Scott Greensill, general manager of the council, said running swimming pools was an important function of the council, but with public swimming pools in Yamba, Maclean, Ulmarra, Grafton, South Grafton and Glenreagh, it was a heavy burden on interest payers.
“The community has told us that they want to keep each of these pools open, so we need to find the most cost-effective way to do this,” he said.
“The tendering process is fair and transparent.
“We went through this process and the city councils awarded the contract to the applicant who they believed was the best value for money.
“People should be ready to give them a chance. Valley Pool Services is a local company that operates the Glenreagh Pool and 25m Orara Valley Pool in Nana Glen.
“I’ve seen some comments from people saying they wouldn’t use the pool because they won the tender.
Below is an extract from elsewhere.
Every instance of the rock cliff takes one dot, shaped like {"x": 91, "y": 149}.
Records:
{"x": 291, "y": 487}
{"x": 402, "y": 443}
That seems like an attempt to penalize the new operators just because they were successful.”
The tendering process
Open tenders were advertised on May 27, 2014 and closed on June 24, 2014 in accordance with Local Government Ordinance 2005 (general).
Three companies in the Clarence Valley Council area submitted tender documents.
A tender evaluation committee, consisting of three council officials, met on June 25 and determined that all applicants met the tender requirements.
The bids were evaluated on the basis of a price: non-price criteria on a 60:40 basis according to the terms of the tender.
Non-price criteria were considered first and Valley Pool Services scored the highest.
Valley Pool Services was also the lowest price.
The tender evaluation committee prepared a report to the council members for consideration at its July 8th committee meeting. This report had confidential attachments for council members to use to compare prices.
On July 15, the entire council voted 8: 1 to accept Valley Pool Services’ tender.